Numerical investigations on a geothermal reservoir using fully coupled thermo-hydro-geomechanics with integrated RSM-machine learning and ARIMA models

In this research work, the thermo-hydro-geomechanical (THM) model is upgraded by including dynamic fluid, rock and fracture properties, and integrated machine learning (ML)-response surface model (RSM)-autoregressive integrated moving average (ARIMA) model to enhance the heat production from a geothermal reservoir. Changes in reservoir pressure, temperature, stress, strain, and rock physical, mechanical and thermal properties were examined effectively. Maximum pressure, low-temperature zone found in the neighborhood of injection well. Thermal stress and strain were operating highly near the injection well, and mechanical stress and strain were effective in the rest of the area.
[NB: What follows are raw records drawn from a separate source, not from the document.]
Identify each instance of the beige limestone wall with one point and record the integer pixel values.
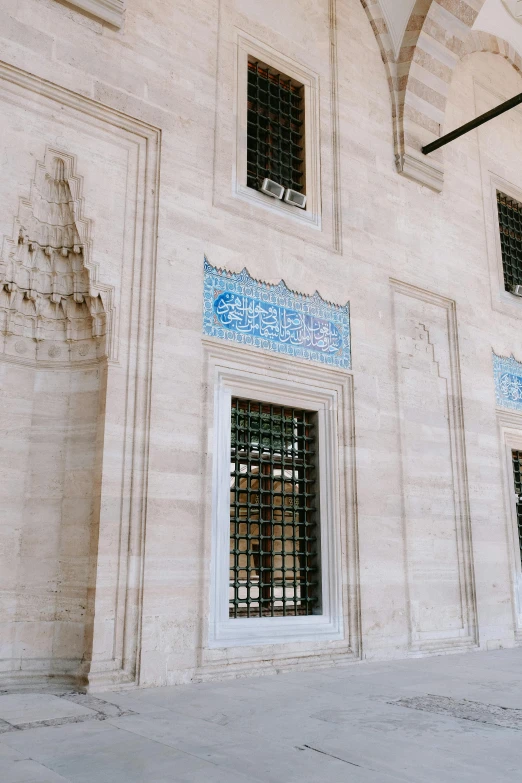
(49, 431)
(171, 67)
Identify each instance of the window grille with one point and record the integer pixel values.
(510, 222)
(517, 470)
(275, 133)
(274, 546)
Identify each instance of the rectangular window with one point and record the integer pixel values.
(275, 128)
(274, 537)
(510, 223)
(517, 471)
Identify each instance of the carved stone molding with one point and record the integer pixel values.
(435, 474)
(110, 11)
(45, 280)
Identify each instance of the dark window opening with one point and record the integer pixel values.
(275, 133)
(517, 471)
(274, 544)
(510, 223)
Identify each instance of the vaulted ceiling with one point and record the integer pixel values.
(421, 43)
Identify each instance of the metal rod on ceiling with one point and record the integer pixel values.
(489, 115)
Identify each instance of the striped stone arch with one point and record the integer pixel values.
(436, 38)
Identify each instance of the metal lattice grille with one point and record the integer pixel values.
(274, 568)
(517, 471)
(510, 222)
(275, 135)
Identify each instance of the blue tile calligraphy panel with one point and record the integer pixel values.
(508, 382)
(244, 310)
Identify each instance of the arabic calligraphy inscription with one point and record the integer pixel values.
(239, 308)
(508, 382)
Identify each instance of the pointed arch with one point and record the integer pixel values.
(434, 41)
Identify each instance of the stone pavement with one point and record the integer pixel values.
(447, 719)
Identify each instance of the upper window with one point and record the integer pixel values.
(275, 134)
(510, 223)
(274, 564)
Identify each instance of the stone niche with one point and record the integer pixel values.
(77, 274)
(52, 368)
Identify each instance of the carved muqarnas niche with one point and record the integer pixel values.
(46, 292)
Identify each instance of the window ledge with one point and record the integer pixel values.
(110, 11)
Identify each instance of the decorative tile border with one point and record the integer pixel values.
(508, 382)
(238, 308)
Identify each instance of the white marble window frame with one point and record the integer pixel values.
(296, 390)
(510, 426)
(109, 11)
(247, 46)
(501, 300)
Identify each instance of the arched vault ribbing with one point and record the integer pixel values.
(438, 35)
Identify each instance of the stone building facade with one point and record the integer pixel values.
(155, 304)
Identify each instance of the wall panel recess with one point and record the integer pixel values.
(437, 531)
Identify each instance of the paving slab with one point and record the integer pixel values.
(452, 719)
(23, 708)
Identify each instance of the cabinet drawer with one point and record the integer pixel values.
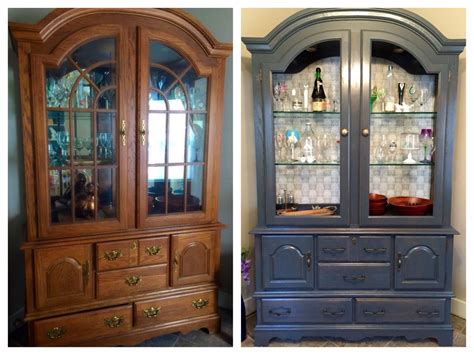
(370, 248)
(153, 251)
(165, 310)
(334, 248)
(306, 310)
(83, 326)
(116, 255)
(410, 310)
(131, 281)
(354, 276)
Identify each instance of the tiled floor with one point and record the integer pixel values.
(459, 326)
(197, 338)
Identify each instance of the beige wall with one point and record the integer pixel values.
(452, 23)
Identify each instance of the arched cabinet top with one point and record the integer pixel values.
(310, 17)
(56, 21)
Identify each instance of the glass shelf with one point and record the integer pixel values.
(307, 164)
(379, 115)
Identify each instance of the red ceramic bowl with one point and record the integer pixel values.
(410, 206)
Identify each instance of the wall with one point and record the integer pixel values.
(452, 23)
(219, 23)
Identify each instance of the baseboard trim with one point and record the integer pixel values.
(250, 306)
(15, 320)
(458, 307)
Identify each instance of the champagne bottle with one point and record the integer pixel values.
(318, 95)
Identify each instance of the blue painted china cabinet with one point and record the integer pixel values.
(354, 198)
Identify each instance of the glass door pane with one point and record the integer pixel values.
(176, 125)
(403, 101)
(307, 124)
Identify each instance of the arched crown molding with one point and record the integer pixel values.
(44, 29)
(309, 17)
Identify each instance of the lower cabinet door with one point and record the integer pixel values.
(410, 310)
(288, 262)
(306, 310)
(193, 257)
(420, 262)
(72, 329)
(63, 275)
(171, 309)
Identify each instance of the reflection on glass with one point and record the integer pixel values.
(59, 185)
(194, 180)
(156, 138)
(106, 138)
(164, 55)
(175, 189)
(83, 127)
(106, 193)
(156, 190)
(95, 51)
(58, 138)
(196, 137)
(176, 137)
(197, 90)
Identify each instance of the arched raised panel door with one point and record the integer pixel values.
(63, 276)
(193, 257)
(81, 133)
(288, 262)
(420, 262)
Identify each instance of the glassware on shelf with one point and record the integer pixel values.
(426, 140)
(410, 142)
(307, 143)
(292, 139)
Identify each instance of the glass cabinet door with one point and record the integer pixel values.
(84, 137)
(402, 138)
(309, 136)
(172, 133)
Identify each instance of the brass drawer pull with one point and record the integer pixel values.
(132, 280)
(56, 332)
(114, 322)
(112, 255)
(153, 250)
(152, 312)
(200, 303)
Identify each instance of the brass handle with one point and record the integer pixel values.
(152, 312)
(200, 303)
(56, 332)
(114, 322)
(86, 273)
(112, 255)
(123, 133)
(132, 280)
(143, 132)
(153, 250)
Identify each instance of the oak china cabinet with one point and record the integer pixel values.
(122, 117)
(354, 237)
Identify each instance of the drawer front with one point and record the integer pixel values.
(116, 255)
(165, 310)
(414, 310)
(354, 276)
(131, 281)
(306, 310)
(75, 328)
(153, 251)
(370, 248)
(334, 248)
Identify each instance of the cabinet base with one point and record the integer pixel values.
(442, 333)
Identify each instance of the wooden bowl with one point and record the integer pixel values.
(410, 206)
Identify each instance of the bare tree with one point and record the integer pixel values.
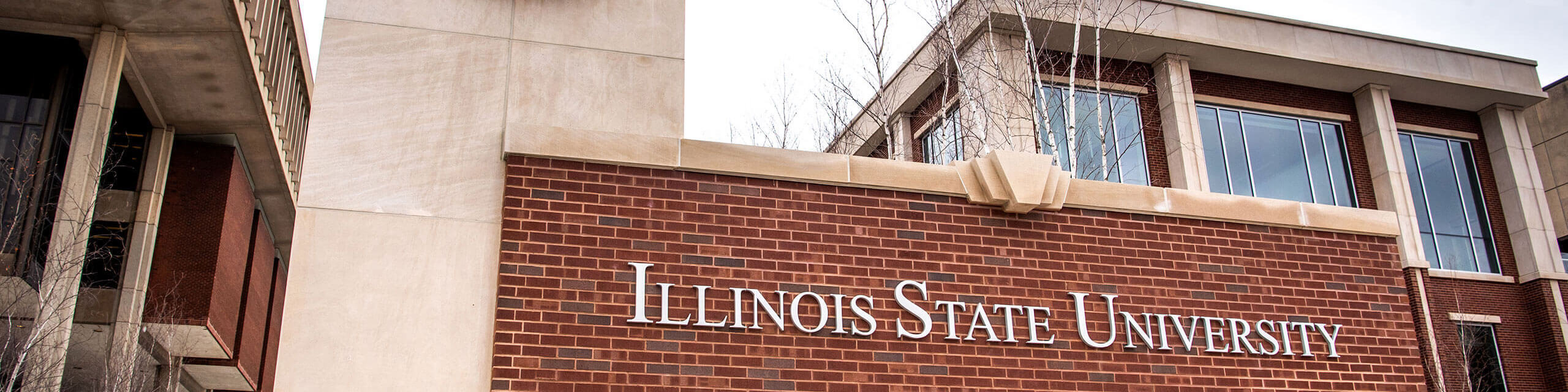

Mathematical equations utilized for the dynamic variations in the rock physical, mechanical and thermal properties were keener toward the low-temperature region during the heat extraction. An integrated ML-RSM-ARIMA model was successfully integrated into numerical simulations and implemented. In ML models, the deepNN-3 model with 15 hidden layers, each with 15 neurons, showed better predictions. It is used to predict production temperature for the desired values of input parameters. ARIMA (2,1,1) model was used to forecast the production temperature obtained from the deepNN-3 model with ±95% confidence interval. Therefore, the developed numerical simulations approach with integrated ML-RSM-ARIMA can help examine geothermal production with greater accuracy.